Repasando la cuarta “Carta a los Miembros” que Rudolf Steiner escribió para la revista semanal “Das Goetheanum” en su edición del 10 de Febrero de 1924, planteo las siguientes reflexiones: Cuando un miembro de la Sociedad Antroposófica decide llevar una iniciativa al mundo –medicina, arte, pedagogía, agricultura, docencia en charlas o cursos, terapia, una Rama Antroposófica y un largo etcétera – debe conocer tres aspectos:

  • tener clara la situación espiritual general de nuestro tiempo,
  • la tarea de la Antroposofía,
  • y estar en colaboración, en la medida de lo posible, con otros miembros en el seno de la Sociedad.

Esta triple necesidad se contempla en una doble perspectiva, la de la Sociedad y la de los miembros activos.
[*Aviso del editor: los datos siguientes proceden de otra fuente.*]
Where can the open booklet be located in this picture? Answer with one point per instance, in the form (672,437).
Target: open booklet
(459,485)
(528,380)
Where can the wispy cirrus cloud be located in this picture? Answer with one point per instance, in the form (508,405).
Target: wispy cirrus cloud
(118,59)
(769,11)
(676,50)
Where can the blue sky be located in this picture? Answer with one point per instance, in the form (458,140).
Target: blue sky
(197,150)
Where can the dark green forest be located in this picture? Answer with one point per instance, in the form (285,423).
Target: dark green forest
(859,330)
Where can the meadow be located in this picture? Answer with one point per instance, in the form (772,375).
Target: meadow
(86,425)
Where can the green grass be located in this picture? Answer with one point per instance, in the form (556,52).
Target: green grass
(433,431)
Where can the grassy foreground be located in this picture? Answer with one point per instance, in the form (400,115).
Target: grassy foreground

¿Qué espera el miembro activo de la Sociedad? Que la Sociedad ofrezca una imagen del estado espiritual general de nuestra época que le ayude a comprenderlo; que la Sociedad oriente las tareas de la Antroposofía y que la Sociedad provea de una plataforma común que permita la colaboración. ¿Qué espera la Sociedad del miembro activo? Que la iniciativa del miembro activo parta de un reconocimiento del estado espiritual general de nuestra época; que la iniciativa del miembro activo esté en armonía con las tareas que emanan de la Antroposofía y que la iniciativa del miembro activo, en la medida de los posible, colabore con otros miembros desde el seno de la Sociedad.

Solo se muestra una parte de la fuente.